There is a scheduled task that updates topic routing information every 30s (the code is not posted, too much). When updating routing information, update the cached subscription information (this place is related to the update offset, first explain below):
// Update sub info,没有读权限的话,就没有队列信息
{
Set<MessageQueue> subscribeInfo = topicRouteData2TopicSubscribeInfo(topic, topicRouteData);
Iterator<Entry<String, MQConsumerInner>> it = this.consumerTable.entrySet().iterator();
while (it.hasNext()) {
Entry<String, MQConsumerInner> entry = it.next();
MQConsumerInner impl = entry.getValue();
if (impl != null) {
impl.updateTopicSubscribeInfo(topic, subscribeInfo);
}
}
}By default , the consumption offset is persisted regularly every 5s . As long as it is guaranteed that there is no address of broker1 when the offset is persisted, there is no need to worry about stopping broker1.
this.scheduledExecutorService.scheduleAtFixedRate(new Runnable() {
@Override
public void run() {
try {
// 默认每隔5秒钟上报偏移
// 如果上报偏移的 时候,已停止 broker的地址还缓存呢,就该报错了
MQClientInstance.this.persistAllConsumerOffset();
} catch (Exception e) {
log.error("ScheduledTask persistAllConsumerOffset exception", e);
}
}
}, 1000 * 10, this.clientConfig.getPersistConsumerOffsetInterval(), TimeUnit.MILLISECONDS);(Too much code, not pasted) To put it simply, updating the offset will update all the offset information of the local message queue, and the subscribed message queue information comes from when the topic routing information is updated. Without read permission, there will be no queue information for broker1, and updating the offset will not update the consumption offset on this broker. The maximum time for this process is: 30+5=35s, which is the client-side time interval (maximum). Look at the broker side, because after the broker side closes the read permission, how long does it take to update the routing information of this topic: 30s,
this.scheduledExecutorService.scheduleAtFixedRate(new Runnable() {
@Override
public void run() {
try {//brokerConfig.isForceRegister()默认值是true
BrokerController.this.registerBrokerAll(true, false, brokerConfig.isForceRegister());
} catch (Throwable e) {
log.error("registerBrokerAll Exception", e);
}
}// brokerConfig.getRegisterNameServerPeriod() 默认30s,在10-60s,之间,30s注册一次broker->name server,即每30s上报一次topic信息
}, 1000 * 10, Math.max(10000, Math.min(brokerConfig.getRegisterNameServerPeriod(), 60000)), TimeUnit.MILLISECONDS);
The topic routing information is reported to the name server once in 30s, and then the consumer can begin to perceive it.

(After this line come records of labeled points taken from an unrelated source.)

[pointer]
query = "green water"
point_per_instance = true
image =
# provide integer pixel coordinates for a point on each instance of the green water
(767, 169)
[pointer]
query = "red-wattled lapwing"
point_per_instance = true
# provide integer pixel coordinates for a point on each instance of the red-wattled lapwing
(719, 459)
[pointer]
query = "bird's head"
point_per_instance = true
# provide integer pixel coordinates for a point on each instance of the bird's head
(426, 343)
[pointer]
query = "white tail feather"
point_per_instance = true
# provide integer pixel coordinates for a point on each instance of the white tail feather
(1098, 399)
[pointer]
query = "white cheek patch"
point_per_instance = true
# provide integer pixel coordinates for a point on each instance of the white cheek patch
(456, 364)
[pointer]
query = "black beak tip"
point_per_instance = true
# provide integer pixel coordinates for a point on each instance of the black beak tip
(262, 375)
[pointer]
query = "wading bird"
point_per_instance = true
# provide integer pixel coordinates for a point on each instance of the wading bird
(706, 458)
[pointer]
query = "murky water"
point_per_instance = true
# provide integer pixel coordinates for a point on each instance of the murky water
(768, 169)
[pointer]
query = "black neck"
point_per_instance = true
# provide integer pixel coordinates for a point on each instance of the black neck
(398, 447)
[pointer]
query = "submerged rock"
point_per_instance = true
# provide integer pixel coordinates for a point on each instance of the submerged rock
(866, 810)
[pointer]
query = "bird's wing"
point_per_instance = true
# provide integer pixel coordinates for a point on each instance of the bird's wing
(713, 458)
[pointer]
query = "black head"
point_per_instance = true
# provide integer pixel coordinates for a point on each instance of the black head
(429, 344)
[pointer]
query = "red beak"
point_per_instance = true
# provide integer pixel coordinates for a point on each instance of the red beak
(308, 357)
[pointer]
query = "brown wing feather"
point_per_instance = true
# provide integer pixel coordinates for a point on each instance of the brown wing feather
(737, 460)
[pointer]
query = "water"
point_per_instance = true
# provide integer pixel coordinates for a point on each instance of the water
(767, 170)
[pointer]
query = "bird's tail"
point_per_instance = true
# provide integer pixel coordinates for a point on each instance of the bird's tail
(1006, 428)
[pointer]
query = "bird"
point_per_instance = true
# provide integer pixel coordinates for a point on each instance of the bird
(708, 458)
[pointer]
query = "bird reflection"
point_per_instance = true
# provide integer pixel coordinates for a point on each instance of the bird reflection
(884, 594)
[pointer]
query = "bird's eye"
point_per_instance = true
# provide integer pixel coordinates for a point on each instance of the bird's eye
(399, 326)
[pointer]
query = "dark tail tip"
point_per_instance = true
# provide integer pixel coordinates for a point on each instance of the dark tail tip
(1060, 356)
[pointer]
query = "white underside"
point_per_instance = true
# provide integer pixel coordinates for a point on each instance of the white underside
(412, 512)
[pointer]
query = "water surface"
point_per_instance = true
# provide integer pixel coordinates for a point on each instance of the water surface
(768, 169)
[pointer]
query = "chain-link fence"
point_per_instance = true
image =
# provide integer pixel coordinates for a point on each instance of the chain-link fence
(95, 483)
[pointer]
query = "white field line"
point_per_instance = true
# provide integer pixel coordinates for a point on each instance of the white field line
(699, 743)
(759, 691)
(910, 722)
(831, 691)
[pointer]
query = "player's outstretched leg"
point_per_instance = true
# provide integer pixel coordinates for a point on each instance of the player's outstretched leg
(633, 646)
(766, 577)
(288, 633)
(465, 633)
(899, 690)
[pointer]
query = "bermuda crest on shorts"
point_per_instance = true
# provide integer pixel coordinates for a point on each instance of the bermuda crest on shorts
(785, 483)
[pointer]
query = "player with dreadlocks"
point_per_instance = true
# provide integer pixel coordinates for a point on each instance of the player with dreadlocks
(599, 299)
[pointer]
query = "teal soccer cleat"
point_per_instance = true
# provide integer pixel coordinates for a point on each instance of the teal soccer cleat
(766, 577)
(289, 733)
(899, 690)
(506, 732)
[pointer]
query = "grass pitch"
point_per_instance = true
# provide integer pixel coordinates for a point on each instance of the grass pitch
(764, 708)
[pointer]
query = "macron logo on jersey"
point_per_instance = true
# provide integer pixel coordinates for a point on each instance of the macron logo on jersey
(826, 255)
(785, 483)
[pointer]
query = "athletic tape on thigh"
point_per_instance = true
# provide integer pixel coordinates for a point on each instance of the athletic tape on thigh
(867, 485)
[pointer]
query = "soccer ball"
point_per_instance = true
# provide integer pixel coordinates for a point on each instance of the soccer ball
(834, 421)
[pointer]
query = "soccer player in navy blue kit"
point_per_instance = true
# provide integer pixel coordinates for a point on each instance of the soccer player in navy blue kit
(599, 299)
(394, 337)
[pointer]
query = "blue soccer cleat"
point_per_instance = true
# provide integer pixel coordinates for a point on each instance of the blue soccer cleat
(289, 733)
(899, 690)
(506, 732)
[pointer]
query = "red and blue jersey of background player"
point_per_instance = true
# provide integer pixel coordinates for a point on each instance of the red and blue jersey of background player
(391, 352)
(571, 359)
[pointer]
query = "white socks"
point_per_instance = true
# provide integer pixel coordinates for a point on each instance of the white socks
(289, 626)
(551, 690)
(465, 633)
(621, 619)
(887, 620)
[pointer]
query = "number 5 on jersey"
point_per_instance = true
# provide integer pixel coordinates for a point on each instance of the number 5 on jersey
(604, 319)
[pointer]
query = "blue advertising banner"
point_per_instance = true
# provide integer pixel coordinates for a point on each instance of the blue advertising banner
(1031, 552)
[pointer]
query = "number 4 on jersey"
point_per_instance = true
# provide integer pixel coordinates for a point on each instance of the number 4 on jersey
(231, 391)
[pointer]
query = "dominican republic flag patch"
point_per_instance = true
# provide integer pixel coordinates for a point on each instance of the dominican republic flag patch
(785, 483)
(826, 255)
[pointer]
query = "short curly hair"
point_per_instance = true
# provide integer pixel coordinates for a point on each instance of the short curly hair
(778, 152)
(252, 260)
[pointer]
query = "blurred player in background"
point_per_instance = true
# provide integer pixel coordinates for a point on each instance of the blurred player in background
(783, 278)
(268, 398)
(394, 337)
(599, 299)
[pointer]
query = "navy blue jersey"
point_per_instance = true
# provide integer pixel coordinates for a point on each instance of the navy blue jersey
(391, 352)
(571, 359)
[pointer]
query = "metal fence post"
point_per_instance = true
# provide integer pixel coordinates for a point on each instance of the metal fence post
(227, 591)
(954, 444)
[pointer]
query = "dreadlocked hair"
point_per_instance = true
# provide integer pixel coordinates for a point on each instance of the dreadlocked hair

So the total time is 65s. To ensure that the consumer side will not be affected, it takes at least 65s to stop the broker after the read permission is closed. Of course, in practice, these schedules overlap (some information updates have other scenarios besides schedules), and it is also possible in ten to twenty seconds. The reason I recommend 2 minutes is that it is easy to remember, no need to care about the details, 2 minutes is absolutely safe.